扉の向こうへ


「本当に、行ってしまうのですか……?」

夕暮れの空が、茜色から深紫へと変わる城門前。

リリアーナ・エルンフェルト侯爵令嬢は、黒い外套を羽織り、馬車の前に立っていた。荷台には最低限の旅装と、古びた魔導書がひとつだけ――。

問いかけたのは、彼女の忠義深い元侍女、レーナ。

心配そうに、けれどその瞳に宿るのは止めたいという気持ちではなく、ただ彼女を見届けたいという願いだった。
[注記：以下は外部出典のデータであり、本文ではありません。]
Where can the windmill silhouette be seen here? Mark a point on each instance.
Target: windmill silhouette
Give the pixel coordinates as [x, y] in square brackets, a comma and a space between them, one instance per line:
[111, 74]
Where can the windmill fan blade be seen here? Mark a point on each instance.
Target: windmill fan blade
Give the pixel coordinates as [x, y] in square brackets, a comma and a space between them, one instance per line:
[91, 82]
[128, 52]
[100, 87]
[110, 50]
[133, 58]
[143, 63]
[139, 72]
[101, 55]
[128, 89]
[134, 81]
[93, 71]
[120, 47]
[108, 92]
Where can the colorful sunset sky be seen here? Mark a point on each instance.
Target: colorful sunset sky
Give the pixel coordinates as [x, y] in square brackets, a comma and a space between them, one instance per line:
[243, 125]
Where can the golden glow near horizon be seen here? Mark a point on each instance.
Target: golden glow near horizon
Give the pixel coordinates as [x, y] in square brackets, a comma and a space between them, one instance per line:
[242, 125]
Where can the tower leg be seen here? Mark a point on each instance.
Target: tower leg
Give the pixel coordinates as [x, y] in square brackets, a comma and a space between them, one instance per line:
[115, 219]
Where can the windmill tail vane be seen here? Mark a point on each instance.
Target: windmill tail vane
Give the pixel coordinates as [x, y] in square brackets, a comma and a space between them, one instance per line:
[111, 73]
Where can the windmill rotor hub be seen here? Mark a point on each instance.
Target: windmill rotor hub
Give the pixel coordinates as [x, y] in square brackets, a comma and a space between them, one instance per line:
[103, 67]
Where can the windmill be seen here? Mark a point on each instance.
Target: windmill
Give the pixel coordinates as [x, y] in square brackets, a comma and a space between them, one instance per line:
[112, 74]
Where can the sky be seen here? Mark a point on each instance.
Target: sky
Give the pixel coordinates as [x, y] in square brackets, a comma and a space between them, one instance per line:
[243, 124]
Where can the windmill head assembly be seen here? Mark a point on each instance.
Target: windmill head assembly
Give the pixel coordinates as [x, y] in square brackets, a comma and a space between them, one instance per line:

「ええ、行くわ。……ここに、私の居場所はもうないもの」

リリアーナは静かに答えた。

その声に、寂しさも未練もなかった。ただ、冷たい決意だけがある。

「第一王子様が……あんなことを。リリアーナ様は、ただ命じられた通りに婚約を受け入れただけなのに……!」

「“政略”だからこそ、感情も期待もなかったわ。そもそも、彼を愛していたわけではない。――けれど」

リリアーナは一度、空を見上げた。

「それでも、“令嬢”としての誇りはあったの。王太子妃としてふさわしい教養、礼儀、統治学、魔導理論。すべてを積み上げてきたのに……」

ふ、と笑う。

「“平民上がりの令嬢に心を奪われた”から婚約破棄? 滑稽だわ」

あの玉座の間での出来事は、まるで茶番劇だった。

「リリアーナ嬢、君との婚約は白紙に戻させてもらう。心から愛する者と生きたいのだ。わかってくれるね?」

わかってくれるね、とは。

――まるで、自分が“当然納得すべき脇役”か何かのような言い草だった。

「……悔しくはないのですか?」

レーナの問いに、リリアーナは一瞬だけ眉を寄せた。

「悔しい? いいえ。滑稽で、哀れだとは思ったわ。でも……」

彼女の瞳が細くなる。紫水晶のように澄んだその瞳が、淡く輝いた。

「面白くなってきたとは思ったわ。ようやく“自分の意志”で生きられる。あの宮廷の檻から、ようやく抜け出せるのよ」

「……!」

レーナは言葉を失った。

ただ、目の前のリリアーナが、以前とは別人のように思えた。

否。もしかすると、これこそが本来の彼女だったのかもしれない。

「行き先は……“あの地”なのですね」

「ええ。“アル=ゼルフェン”。千年前の大崩壊カタストロフを生き延びた古代魔導都市の残骸。私の血が、そこを目指せと告げているの」

風が、ざわりと草を揺らす。

同時に、リリアーナの周囲の空気がひりつき始めた。

「この魔力……! まるで空間が震えているみたい……!」

「抑えているだけよ。これでも、まだほんの一部」

リリアーナは自嘲気味に笑った。

「王宮の人間は誰も知らないのよ。私が、“古代魔法の継承者”だということを」

「……リリアーナ様、お願いです。どうか……ご無事で。そして、どうか……必ず戻ってきてください」

レーナが思わず手を握る。冷たい指先。しかしその中に宿る魔力は、熱く脈打っていた。

「ええ。きっと、また会いましょう」

リリアーナは笑った。その笑みに、もはや少女の弱さはなかった。

それは――これから世界を変える者の微笑。

そしてその背に、馬車の扉が開いた。

リリアーナが乗り込むと同時に、馬車は静かに走り出す。

“もう後戻りはしない”

心の中で、そう呟く。

この道の先で、私は世界の“真実”と出会う。

そして、いつか――

私を見下したあの男と、その取り巻きたちに**「後悔」を教えてやる**。

* * *

「……まったく、どこまで思い上がった女だ」

王宮の一室。第一王子は、書類を片付けながら呟いた。

「たかが地方侯爵家の娘が、王太子妃の座にふさわしいと思っていたのか……?」

侍従の一人が、口元に薄笑いを浮かべる。

「すでに王都を離れ、東方へ向かったそうです。……まあ、二度と戻ってこられはしますまい」

「ふん。これで心置きなく、エリーゼを迎えられるというものだ」

第一王子の脳裏に浮かぶのは、最近寵愛している貴族の娘――エリーゼ。

彼女が淹れた甘ったるい茶の香りを思い出し、王子は満足げに頷いた。

だが、彼は知らなかった。

彼が見下し、捨てた令嬢こそが、やがて王国全土を巻き込む激動の渦の中心となることを――

そして、彼自身が、土の上に額を擦りつける未来が、確かに待っていることを。